It’s one of those movies that you either have to see, or you don’t want to see at all. From the offset I was very against seeing Steven Spielberg’s latest movie adventure; not a single aspect of it appealed to me. But an invitation to the UK Premier seemed like too good an opportunity to turn down.
War Horse is like a teleport to a time passed, not in respect of the story setting, but in the general feel itself; Spielberg who in fairness has done little in the delivery department over the last few years, has delivered story telling so romantic of a time past, you cannot help but fall in love with this epic movie.
When Albert’s father overpays for a horse as a matter of principle he finds himself with a deadline that is impossible to meet. Joey is a horse out of his league, he’s not a workhorse, he’s a show horse purchased to carry out a workhorses duties. But Albert has faith, he believes in Joey and believes he can do a hard day’s work. As Joey delivers, and Albert forms a bond with the horse, the friendship is pushed to the limits as Joey is recruited to fight for King and Country in the war, Albert too young to fight is forced to stay at home.
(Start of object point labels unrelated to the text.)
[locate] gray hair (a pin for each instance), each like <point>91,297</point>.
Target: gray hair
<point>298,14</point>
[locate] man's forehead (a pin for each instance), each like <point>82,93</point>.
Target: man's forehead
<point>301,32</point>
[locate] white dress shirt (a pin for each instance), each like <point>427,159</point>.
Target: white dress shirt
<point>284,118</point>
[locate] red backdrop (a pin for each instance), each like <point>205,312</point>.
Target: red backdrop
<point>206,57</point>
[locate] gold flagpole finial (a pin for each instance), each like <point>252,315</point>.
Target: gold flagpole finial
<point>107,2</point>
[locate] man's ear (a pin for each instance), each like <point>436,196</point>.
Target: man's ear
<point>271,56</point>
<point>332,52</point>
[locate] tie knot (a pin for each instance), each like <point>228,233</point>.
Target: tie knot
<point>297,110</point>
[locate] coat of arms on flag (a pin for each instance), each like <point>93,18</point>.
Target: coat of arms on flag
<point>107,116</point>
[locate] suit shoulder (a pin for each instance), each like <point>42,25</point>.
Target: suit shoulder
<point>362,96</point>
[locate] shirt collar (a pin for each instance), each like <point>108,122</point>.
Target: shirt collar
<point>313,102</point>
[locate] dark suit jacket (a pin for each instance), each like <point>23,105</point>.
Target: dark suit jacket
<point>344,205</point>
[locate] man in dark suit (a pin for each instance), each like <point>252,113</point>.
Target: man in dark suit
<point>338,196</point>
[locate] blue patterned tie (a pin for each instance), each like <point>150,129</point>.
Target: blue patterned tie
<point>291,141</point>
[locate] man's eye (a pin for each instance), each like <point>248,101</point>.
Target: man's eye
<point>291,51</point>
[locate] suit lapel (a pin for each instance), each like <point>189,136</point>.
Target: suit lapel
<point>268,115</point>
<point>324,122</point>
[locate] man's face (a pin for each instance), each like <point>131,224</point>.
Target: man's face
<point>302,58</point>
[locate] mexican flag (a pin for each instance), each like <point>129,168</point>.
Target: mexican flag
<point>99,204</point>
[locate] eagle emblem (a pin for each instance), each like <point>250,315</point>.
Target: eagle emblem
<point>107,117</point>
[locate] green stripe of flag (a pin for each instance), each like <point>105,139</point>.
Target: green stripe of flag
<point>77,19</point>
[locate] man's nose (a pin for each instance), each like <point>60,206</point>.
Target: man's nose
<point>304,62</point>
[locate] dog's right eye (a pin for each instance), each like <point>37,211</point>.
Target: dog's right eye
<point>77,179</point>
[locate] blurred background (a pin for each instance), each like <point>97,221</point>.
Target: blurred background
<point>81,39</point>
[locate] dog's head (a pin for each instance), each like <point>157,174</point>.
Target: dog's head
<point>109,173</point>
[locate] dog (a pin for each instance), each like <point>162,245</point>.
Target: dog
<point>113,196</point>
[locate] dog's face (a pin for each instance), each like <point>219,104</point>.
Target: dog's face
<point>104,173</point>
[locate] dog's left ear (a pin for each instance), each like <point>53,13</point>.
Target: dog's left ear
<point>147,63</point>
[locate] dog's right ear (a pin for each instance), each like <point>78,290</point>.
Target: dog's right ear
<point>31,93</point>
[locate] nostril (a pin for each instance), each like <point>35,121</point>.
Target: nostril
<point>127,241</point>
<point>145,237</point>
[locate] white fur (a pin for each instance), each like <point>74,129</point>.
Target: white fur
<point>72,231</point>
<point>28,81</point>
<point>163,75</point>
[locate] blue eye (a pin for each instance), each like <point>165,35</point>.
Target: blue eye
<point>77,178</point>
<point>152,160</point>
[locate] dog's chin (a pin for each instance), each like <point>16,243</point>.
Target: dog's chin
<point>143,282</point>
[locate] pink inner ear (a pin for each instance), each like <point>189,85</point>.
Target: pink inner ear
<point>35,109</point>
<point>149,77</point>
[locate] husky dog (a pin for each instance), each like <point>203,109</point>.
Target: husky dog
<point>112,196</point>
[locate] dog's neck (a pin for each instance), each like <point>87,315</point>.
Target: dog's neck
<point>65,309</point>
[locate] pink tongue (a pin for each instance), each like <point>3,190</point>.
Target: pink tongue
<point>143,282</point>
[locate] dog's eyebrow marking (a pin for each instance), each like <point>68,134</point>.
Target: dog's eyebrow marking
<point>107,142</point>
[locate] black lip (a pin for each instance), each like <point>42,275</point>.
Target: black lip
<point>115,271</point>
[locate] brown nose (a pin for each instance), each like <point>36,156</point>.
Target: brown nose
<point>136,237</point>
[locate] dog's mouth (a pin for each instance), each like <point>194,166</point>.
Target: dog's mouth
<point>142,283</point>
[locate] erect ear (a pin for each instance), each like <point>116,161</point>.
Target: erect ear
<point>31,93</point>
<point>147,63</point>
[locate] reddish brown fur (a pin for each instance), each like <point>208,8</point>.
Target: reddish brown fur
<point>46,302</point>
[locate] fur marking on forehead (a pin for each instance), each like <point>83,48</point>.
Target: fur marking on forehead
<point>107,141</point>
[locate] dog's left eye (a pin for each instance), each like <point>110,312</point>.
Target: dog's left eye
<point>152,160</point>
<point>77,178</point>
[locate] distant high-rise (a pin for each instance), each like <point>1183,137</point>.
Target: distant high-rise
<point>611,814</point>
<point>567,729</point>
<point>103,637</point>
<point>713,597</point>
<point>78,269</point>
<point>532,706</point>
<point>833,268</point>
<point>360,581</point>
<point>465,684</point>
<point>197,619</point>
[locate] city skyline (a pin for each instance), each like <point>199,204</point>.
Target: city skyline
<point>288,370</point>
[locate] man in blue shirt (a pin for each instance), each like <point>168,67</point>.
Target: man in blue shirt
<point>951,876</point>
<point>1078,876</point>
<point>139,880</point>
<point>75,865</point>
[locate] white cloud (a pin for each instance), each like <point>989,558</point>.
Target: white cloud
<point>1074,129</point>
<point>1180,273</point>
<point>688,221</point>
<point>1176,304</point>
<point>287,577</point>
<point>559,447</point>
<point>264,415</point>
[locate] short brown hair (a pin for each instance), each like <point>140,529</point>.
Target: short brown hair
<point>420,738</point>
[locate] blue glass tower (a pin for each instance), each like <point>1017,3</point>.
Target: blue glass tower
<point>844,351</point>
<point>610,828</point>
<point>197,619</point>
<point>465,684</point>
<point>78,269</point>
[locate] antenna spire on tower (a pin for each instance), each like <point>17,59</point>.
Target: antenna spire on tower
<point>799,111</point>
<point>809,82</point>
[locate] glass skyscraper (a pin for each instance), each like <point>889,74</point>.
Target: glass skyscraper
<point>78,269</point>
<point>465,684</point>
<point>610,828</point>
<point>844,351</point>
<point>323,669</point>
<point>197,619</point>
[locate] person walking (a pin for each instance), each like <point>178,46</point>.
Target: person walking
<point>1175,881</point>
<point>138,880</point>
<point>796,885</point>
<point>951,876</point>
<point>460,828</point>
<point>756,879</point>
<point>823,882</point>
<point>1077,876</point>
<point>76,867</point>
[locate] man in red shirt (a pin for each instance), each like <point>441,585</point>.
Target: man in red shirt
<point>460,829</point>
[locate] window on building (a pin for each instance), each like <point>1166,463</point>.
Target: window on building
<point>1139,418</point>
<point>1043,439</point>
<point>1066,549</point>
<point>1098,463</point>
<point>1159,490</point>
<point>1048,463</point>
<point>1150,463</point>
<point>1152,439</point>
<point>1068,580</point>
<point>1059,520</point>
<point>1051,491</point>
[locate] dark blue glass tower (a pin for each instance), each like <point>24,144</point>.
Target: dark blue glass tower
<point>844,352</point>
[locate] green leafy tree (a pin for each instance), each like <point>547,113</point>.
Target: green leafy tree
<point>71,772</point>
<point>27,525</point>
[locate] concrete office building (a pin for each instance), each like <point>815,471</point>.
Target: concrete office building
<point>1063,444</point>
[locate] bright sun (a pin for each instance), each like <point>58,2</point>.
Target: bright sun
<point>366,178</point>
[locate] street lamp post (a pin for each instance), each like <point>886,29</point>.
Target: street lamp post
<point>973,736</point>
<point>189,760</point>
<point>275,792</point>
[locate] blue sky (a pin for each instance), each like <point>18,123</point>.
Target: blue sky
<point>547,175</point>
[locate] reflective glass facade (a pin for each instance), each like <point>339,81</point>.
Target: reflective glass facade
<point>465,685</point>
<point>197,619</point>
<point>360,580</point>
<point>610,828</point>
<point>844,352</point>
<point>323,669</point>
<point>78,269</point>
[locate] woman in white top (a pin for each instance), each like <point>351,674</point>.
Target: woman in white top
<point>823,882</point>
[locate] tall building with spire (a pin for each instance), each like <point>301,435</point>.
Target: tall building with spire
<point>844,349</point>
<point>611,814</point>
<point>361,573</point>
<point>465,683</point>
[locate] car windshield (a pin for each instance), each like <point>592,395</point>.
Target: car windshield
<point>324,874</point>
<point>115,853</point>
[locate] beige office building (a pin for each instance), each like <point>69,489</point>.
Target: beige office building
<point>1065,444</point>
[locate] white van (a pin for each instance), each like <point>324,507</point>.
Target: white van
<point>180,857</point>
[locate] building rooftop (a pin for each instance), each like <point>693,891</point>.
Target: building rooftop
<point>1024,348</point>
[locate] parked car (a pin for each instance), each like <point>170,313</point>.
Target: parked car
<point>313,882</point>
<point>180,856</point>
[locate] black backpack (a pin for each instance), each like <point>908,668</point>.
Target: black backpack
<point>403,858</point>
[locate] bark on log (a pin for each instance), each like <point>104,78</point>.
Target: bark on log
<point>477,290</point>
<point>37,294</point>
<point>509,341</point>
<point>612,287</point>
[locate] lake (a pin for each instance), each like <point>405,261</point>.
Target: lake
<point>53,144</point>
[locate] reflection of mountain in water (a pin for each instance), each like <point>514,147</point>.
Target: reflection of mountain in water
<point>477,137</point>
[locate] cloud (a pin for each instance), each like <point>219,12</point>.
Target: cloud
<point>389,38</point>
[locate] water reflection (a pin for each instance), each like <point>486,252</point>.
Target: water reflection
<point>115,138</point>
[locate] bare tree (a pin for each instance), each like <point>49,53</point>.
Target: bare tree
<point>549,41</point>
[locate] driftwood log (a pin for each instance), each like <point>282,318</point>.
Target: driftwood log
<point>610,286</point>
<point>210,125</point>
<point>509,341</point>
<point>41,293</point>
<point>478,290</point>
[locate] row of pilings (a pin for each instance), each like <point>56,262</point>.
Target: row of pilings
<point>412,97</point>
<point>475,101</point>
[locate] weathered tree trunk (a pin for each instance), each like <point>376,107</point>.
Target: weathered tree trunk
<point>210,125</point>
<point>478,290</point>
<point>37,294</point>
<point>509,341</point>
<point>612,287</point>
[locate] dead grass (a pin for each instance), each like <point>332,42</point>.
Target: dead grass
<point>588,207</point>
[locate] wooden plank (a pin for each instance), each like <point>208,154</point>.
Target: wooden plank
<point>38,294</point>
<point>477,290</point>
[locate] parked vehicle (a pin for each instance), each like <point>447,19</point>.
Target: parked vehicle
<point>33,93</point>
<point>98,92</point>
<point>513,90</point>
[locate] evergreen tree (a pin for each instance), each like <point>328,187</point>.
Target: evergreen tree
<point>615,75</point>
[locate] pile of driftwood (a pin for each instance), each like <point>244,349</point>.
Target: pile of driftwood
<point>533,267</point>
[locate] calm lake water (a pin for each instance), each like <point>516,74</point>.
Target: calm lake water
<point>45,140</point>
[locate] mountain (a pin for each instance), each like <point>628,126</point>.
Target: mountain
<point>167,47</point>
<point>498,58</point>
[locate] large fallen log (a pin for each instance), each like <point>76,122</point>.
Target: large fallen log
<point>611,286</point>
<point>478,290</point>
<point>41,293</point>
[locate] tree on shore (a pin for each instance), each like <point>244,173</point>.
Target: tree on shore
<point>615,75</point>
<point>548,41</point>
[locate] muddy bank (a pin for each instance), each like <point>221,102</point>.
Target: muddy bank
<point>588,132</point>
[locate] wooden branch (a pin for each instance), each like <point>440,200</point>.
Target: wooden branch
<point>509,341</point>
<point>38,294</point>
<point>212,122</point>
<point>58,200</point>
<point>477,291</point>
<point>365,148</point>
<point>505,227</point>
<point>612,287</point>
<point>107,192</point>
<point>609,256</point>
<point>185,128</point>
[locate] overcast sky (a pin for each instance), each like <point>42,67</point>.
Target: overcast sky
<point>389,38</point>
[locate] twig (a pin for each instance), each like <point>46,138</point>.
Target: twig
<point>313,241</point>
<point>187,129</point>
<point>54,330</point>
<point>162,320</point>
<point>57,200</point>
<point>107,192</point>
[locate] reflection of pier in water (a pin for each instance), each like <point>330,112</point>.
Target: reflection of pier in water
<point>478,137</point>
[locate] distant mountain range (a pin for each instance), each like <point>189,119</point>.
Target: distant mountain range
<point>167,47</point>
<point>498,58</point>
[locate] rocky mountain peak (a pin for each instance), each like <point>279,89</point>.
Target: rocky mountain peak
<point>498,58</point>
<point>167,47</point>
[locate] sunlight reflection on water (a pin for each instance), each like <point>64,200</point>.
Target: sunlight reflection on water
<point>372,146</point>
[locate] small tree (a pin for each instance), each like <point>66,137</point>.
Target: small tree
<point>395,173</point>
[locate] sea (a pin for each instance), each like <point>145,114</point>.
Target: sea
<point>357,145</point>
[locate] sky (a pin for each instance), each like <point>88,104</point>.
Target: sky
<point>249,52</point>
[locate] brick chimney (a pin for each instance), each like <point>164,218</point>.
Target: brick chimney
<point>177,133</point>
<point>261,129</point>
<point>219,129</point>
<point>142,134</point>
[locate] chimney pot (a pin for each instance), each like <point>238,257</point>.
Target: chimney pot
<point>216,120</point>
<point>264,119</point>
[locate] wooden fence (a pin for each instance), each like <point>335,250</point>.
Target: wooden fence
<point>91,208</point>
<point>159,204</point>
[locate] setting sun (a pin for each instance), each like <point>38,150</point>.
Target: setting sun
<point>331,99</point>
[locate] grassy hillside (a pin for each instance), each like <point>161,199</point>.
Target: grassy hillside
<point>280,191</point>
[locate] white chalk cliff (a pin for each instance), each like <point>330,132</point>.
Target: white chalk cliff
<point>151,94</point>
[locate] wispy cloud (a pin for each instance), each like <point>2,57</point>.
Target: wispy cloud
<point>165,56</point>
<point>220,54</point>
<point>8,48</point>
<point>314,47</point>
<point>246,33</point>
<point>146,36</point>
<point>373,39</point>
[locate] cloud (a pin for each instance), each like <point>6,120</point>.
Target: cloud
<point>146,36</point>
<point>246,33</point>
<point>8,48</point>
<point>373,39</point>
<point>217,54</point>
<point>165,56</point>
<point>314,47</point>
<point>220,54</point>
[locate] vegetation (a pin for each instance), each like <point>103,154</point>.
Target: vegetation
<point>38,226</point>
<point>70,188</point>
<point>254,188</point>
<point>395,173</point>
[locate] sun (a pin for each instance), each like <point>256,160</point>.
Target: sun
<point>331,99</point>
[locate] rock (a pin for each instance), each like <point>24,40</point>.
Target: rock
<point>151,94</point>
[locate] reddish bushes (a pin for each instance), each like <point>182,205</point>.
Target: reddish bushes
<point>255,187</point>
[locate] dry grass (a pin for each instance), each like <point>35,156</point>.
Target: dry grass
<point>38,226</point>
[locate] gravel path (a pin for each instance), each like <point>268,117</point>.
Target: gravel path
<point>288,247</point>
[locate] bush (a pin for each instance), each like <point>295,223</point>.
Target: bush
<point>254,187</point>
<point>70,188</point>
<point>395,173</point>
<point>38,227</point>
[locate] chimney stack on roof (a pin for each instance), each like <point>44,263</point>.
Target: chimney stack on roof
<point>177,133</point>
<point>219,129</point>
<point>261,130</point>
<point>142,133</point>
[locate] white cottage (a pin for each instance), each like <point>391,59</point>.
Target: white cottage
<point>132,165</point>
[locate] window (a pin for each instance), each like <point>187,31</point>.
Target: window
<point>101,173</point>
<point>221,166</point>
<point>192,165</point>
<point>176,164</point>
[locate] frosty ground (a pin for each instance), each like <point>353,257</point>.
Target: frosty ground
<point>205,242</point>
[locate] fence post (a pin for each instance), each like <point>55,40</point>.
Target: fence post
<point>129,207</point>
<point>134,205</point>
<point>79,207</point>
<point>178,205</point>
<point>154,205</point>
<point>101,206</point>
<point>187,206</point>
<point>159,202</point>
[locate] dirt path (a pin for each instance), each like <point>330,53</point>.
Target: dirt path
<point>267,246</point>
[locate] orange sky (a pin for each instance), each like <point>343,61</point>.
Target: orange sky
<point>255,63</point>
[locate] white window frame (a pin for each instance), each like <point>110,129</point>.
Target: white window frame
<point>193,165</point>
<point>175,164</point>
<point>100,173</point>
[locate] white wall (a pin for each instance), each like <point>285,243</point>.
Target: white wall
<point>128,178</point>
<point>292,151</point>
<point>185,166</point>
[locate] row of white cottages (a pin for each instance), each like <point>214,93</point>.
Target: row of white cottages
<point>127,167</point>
War Horse is like a biblical epic, in its chapter telling; Joey sees several owners, and each tale has a level of heartache and tragedy. And here is the magic of the movie, it has a fairytale element that meets a very true war story, as a result and as in real life that story does not guarantee safe passage of the various owners. Given that Spielberg created Schindler’s List, you kind of forget that when you watch War Horse, you take onboard the “everyone’s safe” mentality that usually accompanies a Spielberg film, and then are mortified when each tale does not end in the manner you might like.
In a further echo to the past, there is something very “classic cinema” about how Spielberg has opted to make his German soldiers speak in English, but in a German accent. We have all grown familiar of late to seeing subtitles bought in to cover the non-English speaking characters, so a return to the classic view does in some ways make a nice addition to the movie.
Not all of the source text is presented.